NYC3 Spaces and CDN Performance Issues
Incident Report for DigitalOcean
Postmortem

The Incident

On May 1, 2019, the Spaces storage cluster in NYC3 suffered a cascading network interface failure. This failure caused data nodes to drop off the network and force a large segment of the cluster into data loss protection mode (meaning the cluster no longer serviced writes). This resulted in a drop of S3 API availability down to ~20%.

After resetting the network hardware on the data nodes, our engineering team discovered a hardware configuration problem that blocked restoration of services above 60% of capacity until an on-premise intervention from a datacenter technician could correct the issue.

The impact of this incident was a significant disruption to data availability, with the cluster in a degraded state for approximately 2.5 hours.

Timeline of Events

11:55 UTC - NYC3 Spaces Storage Cluster observed disruption in network traffic (no loss of availability)

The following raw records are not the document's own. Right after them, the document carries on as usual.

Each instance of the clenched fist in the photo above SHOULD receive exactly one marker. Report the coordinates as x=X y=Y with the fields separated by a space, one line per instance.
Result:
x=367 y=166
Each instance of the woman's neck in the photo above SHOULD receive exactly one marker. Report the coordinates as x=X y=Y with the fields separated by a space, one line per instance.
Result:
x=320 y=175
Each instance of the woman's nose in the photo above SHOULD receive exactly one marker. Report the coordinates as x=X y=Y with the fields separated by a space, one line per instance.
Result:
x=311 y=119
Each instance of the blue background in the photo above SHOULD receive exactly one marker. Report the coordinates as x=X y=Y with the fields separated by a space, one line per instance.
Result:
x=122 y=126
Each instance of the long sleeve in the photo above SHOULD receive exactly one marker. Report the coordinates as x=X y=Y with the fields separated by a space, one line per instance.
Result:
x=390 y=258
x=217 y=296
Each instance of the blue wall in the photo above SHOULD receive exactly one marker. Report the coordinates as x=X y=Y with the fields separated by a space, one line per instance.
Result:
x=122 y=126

12:01 UTC - The cluster begins recovering from initial network disruption, causing an expected spike in traffic on the backend storage network

12:06 UTC - Initial network hardware lockup detected on one data node

12:06-12:15 UTC - Additional nodes begin observing similar hardware lockup

12:16 UTC - Cluster takes data offline to prevent data loss; availability drops to 20% and the storage engineering team is paged in

12:23 UTC - Storage engineers begin diagnosing the issue and observe locked up network hardware on multiple data hosts in the cluster, resulting in full loss of connectivity between data nodes on the backend storage network

12:25-13:25 UTC - Storage engineers begin resetting network hardware to bring connectivity back up, but observe the hardware locking up again. Engineering disables the faulty hardware on all nodes down and brings only one of the network interfaces up on each data node

13:30 UTC - Cluster recovers data availability back to ~60%, but exposes a hardware misconfiguration on one of the nodes

14:45 UTC - Data center team is paged to correct the hardware configuration on the misconfigured data node

14:45 UTC - Availability returns to 100% and services are fully restored

16:07 UTC - Engineering begins resetting the failed network links and bringing them back online and restore uplink redundancy

17:55 UTC - Cluster completes internal recovery back to good status

19:00 UTC - Additional alerting is put into place to catch any recurrence of the issue before it can cascade to additional nodes

Future Measures

We have performed a full audit of all systems to ensure there are no other hardware misconfigurations. Along with the aforementioned additional alerting, we are enhancing internal processes and adding automated tooling to periodically examine the cluster configuration. Lastly, we are also working with the vendor to deploy a fix for the network hardware failure that triggered the event.

In Conclusion

We take the stability of our services seriously and will ensure we work to improve in all areas where we can. We apologize for the inconvenience caused by this outage.

Posted 9 days ago. May 17, 2019 - 19:49 UTC

Resolved
Our engineering team has resolved the issue with degraded Spaces and CDN performance in our NYC3 region. If you continue to experience issues, please open a ticket with our support team. We apologize for any inconvenience.
Posted 25 days ago. May 01, 2019 - 19:00 UTC
Monitoring
Our engineering team has implemented a fix to resolve the issue with degraded Spaces and CDN performance and is monitoring the situation. We will post an update as soon as the issue is fully resolved.
Posted 26 days ago. May 01, 2019 - 14:56 UTC
Update
Our Engineering team continues to investigate the issue impacting Spaces performance in our NYC3 region. At this time customers may experience intermittent availability issues with the API and objects in NYC3 Spaces, as well as issues with the Spaces CDN on objects in NYC3. We apologize for the inconvenience and will share another update as soon as possible.
Posted 26 days ago. May 01, 2019 - 14:25 UTC
Investigating
Our engineering team is investigating an issue impacting Spaces performance in our NYC3 region. During this time, customers may experience intermittent availability issues with the API and objects in NYC3 Spaces. We will share additional updates as soon as we have more information.
Posted 26 days ago. May 01, 2019 - 12:21 UTC
This incident affected: Regions (NYC3) and Services (Spaces).